NY Daily News - June 14, 2012by Maggie Hayes
Rosa Howard hails her "heroes"Rosa Howard went to EMS Station 14 on Wednesday to thank her rescue team, three months after they brought her back from death three times. She was welcomed by a crowd of cheering firefighters, paramedics, nurses and EMTs.
"They are heroes, in my eyes," said Howard, 50, smiling through tears. "They're my heroes. I need to write a book on this."
"It's emotional because I'm looking at a person who was dead," said paramedic Paul Wallace.

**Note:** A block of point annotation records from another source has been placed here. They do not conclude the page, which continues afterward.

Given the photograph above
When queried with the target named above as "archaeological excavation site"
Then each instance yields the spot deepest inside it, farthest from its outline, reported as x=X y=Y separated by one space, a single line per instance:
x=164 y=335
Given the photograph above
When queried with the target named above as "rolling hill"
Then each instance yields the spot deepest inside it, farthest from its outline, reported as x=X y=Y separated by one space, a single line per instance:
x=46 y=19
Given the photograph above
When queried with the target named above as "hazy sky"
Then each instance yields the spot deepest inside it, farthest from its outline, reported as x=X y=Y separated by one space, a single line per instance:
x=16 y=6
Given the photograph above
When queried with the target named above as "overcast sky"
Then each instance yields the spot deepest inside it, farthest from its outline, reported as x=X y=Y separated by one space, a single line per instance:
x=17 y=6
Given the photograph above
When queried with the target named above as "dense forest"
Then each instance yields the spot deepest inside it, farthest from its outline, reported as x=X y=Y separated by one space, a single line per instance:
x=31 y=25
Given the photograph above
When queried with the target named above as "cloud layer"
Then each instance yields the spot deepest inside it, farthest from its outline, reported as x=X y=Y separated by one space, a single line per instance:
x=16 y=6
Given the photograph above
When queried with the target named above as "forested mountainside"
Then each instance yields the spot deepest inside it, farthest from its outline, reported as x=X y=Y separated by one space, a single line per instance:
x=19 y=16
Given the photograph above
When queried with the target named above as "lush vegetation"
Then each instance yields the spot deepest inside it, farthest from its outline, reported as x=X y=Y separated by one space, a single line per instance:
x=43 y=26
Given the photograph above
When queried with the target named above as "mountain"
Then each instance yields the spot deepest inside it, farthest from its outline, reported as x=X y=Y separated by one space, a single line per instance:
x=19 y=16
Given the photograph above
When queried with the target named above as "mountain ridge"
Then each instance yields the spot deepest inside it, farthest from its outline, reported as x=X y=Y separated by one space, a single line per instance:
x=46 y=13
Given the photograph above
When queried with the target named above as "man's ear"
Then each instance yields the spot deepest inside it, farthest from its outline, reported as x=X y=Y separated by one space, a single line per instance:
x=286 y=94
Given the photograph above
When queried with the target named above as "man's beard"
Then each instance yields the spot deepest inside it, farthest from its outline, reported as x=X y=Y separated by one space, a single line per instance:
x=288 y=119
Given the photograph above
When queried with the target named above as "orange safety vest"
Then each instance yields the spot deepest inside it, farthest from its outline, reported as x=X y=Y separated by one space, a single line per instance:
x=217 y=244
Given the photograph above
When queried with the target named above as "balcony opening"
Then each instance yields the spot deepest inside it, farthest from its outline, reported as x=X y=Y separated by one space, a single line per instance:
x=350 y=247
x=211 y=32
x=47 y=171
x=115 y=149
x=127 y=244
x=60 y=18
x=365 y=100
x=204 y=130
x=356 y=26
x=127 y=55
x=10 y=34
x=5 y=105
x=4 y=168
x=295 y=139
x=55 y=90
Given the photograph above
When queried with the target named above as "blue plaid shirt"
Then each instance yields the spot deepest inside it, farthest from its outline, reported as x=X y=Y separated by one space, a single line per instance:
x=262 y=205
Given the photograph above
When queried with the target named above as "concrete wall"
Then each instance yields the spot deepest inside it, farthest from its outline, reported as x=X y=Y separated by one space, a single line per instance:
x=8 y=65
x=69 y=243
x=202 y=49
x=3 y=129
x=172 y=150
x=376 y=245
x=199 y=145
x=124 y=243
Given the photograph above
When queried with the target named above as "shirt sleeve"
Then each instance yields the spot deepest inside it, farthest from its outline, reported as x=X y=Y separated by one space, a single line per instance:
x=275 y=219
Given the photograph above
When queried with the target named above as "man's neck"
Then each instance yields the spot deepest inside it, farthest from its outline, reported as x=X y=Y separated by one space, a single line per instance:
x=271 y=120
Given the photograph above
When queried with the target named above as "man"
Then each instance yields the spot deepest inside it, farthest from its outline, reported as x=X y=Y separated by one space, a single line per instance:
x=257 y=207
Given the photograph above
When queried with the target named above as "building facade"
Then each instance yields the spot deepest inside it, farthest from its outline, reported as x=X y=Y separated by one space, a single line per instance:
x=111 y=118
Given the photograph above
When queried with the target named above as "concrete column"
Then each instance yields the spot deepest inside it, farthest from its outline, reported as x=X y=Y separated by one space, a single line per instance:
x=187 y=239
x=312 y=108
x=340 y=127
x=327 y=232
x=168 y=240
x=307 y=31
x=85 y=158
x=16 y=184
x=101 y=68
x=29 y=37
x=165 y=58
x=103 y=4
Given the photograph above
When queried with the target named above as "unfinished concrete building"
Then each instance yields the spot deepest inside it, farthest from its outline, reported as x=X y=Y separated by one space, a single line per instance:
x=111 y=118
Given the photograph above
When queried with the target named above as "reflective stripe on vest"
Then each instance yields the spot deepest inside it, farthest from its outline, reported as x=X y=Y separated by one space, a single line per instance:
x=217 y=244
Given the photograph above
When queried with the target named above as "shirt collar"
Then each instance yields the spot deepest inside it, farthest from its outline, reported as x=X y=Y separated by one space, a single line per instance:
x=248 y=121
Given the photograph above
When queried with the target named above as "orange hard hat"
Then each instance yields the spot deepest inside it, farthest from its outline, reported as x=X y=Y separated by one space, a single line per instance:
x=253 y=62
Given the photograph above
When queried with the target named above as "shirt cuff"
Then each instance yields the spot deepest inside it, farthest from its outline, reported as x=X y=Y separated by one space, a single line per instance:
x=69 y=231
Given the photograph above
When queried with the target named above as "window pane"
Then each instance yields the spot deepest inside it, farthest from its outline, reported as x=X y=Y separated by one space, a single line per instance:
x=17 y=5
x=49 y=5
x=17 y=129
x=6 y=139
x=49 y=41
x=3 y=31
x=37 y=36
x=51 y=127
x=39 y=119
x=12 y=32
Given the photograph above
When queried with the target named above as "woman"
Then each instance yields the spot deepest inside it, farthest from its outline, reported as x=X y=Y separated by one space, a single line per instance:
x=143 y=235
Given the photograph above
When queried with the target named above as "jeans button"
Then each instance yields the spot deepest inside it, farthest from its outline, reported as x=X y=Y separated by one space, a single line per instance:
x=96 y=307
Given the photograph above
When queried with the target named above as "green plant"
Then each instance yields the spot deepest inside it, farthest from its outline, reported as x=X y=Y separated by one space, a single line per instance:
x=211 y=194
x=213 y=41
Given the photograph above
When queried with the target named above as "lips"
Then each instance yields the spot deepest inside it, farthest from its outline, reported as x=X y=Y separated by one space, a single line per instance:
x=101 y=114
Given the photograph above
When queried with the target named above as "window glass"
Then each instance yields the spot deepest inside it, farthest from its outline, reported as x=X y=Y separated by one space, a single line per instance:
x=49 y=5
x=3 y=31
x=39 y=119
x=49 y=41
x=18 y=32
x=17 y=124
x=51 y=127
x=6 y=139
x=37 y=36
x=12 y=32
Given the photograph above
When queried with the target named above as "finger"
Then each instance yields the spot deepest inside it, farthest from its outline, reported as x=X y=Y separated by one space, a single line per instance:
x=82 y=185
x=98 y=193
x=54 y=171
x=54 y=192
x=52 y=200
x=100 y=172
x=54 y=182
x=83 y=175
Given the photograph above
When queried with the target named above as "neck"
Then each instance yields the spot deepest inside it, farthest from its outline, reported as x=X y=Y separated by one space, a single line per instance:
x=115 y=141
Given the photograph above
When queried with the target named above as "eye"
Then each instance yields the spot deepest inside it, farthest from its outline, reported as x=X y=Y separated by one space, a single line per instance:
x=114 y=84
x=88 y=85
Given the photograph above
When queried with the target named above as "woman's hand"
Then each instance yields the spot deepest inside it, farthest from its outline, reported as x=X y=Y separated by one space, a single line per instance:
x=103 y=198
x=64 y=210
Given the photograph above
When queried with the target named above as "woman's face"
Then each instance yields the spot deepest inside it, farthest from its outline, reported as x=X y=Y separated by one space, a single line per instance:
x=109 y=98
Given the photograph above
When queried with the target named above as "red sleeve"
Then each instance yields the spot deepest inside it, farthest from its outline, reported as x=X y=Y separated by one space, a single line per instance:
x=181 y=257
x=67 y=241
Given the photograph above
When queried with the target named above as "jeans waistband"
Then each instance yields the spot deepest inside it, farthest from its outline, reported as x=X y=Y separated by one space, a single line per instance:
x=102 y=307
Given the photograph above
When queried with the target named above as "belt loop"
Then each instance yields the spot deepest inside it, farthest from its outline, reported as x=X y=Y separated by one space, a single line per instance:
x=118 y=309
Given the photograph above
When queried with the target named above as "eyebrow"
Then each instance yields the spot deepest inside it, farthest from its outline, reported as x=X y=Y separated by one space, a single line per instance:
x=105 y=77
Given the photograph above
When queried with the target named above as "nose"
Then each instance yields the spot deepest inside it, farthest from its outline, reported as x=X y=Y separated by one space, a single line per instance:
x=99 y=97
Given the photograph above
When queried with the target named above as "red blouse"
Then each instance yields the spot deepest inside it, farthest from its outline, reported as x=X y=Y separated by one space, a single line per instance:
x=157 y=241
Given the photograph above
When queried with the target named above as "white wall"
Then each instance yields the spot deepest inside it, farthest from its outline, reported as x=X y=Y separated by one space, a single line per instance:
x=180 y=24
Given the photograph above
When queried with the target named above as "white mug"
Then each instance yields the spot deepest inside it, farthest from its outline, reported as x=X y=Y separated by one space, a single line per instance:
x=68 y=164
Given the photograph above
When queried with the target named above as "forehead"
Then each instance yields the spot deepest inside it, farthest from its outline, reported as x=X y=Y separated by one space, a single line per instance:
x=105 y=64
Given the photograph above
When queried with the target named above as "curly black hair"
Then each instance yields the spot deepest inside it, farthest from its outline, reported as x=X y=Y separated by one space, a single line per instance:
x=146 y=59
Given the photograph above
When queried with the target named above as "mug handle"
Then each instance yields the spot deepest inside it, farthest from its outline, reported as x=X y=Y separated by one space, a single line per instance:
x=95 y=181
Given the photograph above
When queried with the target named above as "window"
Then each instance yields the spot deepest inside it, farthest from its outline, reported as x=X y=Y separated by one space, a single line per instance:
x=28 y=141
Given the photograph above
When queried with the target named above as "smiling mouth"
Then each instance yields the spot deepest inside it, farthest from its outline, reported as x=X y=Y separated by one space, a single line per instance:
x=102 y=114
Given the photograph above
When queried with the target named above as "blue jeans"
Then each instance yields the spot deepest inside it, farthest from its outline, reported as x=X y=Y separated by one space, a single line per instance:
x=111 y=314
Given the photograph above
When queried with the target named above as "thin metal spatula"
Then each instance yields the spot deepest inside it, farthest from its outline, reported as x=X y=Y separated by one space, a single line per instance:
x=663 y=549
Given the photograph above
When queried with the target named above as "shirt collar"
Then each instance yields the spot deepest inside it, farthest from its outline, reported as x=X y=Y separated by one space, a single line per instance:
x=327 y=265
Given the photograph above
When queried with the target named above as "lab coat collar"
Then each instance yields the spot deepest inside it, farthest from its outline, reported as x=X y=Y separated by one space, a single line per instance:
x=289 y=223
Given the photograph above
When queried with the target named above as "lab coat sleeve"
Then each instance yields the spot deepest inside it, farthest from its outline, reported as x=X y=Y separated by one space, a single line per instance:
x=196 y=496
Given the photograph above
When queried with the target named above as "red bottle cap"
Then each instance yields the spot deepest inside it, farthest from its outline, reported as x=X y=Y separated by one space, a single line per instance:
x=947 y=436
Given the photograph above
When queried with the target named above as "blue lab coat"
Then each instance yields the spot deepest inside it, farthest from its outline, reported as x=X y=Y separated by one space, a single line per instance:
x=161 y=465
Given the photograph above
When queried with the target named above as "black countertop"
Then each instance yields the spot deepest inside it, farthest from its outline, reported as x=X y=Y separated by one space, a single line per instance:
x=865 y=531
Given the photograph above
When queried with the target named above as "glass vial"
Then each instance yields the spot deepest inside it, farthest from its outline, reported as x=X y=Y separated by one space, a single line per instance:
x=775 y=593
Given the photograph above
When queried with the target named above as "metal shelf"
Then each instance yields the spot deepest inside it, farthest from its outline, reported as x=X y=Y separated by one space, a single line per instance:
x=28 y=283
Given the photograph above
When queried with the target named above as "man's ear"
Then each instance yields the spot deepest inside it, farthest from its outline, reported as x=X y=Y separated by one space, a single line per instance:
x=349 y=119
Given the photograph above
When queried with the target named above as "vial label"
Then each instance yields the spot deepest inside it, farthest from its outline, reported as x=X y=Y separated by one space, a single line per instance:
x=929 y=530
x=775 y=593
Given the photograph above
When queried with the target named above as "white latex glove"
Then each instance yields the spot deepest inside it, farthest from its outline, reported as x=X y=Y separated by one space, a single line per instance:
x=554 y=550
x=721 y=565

"We have the training, we have the experience, we were in the right place at the right time," said Kevin Bratholt, who, with Wallace, were first to arrive at Howard's Trinity Ave home last March, when she went into cardiac arrest brought on by her asthma.
"I was scared," said Howard as she recounted the incident.
"She knocked on my door. She was gasping for air," said neighbor Shanda Rodriguez.
Rodriguez held Howard upright, and felt her getting cold. They called 911.
Paramedics Bratholt and Paul Wallace were the first on the scene, followed by two EMTs, five firefighters, and EMS Lieutenant Gil Aviles.
Howard did not have a pulse when Bratholt and Wallace first arrived. They lay Howard down on her bed, gave her an IV and administered CPR.
Wallace said it took 10 to 15 minutes to revive her.
After the rest of the team arrived and Howard was stable, they carried her four stories down a winding staircase, in the elevatorless building.
"Everyone stayed calm. We feed off of each other," said Aviles. "It's rewarding to the members to see their job was affected in a positive way."
But before arriving at the hospital and then in the ER, Howard had to be revived two more times. She was in a coma for three days.
"I was destroyed," said Howard's cousin, Cheryl Thomas, who was told that Howard only had 48 hours to live and she should consider making funeral arrangements.
With friends and family never leaving her side, Howard opened her eyes on March 24.
"It's a miracle," said Thomas. "The doctor said she had a strong heart and that she was willing to come back."
"Lincoln Hospital . . . saved my life," said Howard.
"If it wasn't for the training that the fire department gave to us, along with teaming up with the firefighters, this would not have been possible," said Wallace. "It makes us appreciate the teamwork."
As for Howard, she believes "God and everyone was on my side. It wasn't my time."
Then the short woman in the bright blue fedora told her lifesavers, "I love you all."